- Lohara لوہارا Location within Punjab, Pakistan Lohara لوہارا Location within Pakistan
- Coordinates: 32°22′19″N 75°02′02″E﻿ / ﻿32.37194°N 75.03389°E
- Country: Pakistan
- Province: Punjab
- District: Narowal
- Tehsil: Zafarwal
- Elevation: 236 m (774 ft)
- Time zone: UTC+5 (PST)

= Lohara, Punjab =

Village in Punjab, Pakistan

Lohara is a village in Zafarwal Tehsil, Narowal District of Punjab province of Pakistan. It is in the Basantar River Valley, west of the river on the Darmaan-Shakargarh Road from Shakargarh to Zafarwal.

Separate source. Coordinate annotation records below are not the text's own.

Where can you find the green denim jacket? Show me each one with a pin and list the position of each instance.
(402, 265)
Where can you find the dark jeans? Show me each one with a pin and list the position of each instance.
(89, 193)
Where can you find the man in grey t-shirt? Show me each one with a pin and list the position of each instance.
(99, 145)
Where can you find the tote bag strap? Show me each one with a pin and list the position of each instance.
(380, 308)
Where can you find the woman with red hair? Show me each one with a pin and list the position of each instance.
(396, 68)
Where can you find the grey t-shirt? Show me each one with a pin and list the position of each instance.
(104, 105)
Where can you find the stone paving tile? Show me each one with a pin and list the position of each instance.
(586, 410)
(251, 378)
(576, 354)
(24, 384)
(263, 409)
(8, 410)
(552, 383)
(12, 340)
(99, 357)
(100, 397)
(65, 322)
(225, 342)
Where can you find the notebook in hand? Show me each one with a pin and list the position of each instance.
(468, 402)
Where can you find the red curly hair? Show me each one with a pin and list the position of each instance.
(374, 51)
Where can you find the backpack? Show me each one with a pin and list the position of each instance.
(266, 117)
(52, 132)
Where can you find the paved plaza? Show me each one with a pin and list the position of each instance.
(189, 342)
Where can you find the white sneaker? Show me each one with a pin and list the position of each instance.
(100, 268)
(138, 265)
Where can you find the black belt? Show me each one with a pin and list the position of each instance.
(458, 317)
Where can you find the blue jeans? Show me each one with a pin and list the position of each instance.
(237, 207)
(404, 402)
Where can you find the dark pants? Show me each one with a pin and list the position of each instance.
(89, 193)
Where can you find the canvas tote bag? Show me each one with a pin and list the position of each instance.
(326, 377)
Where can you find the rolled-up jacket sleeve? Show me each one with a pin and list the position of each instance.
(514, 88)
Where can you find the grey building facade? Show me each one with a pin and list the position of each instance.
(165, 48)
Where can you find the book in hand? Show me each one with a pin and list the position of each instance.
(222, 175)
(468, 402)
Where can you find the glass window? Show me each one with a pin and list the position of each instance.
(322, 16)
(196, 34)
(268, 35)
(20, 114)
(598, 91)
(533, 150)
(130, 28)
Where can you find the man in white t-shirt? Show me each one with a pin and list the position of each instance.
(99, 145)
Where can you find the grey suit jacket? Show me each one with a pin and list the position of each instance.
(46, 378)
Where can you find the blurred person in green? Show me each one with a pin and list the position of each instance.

Lohara is located northeast of Zafarwal, one kilometre east of the village of Hamral and 3.5 km west of the village of Nahr.

==History==

The area around Lohara was incorporated within the Durrani Empire about 1747. It was briefly part of the Maratha Empire from 1758 to 1761, when it was retaken by the Durrani. In 1798, it was transferred to Ranjit Singh of Kashmir, along with what was to become the Narowal District and other lands, by Zaman Shah Durrani as a gift after Singh had defeated Durrani's army and conquered the area. In 1821, Ranjit Singh gave administration of the Shakargarh area to Amir Singh Sandhanwalia as a jagir. When the British took over Punjab in 1848, the area was included into Gurdaspur District. In 1947, under the Radcliffe Award after the partition of India, the area was transferred to Pakistan and attached to Sialkot District. It was transferred as part of Narowal tehsil into the new Narowal District in 1991. Zafarwal tehsil was created in 2009.
Lohara has been a union council since the 2016 local bodies election.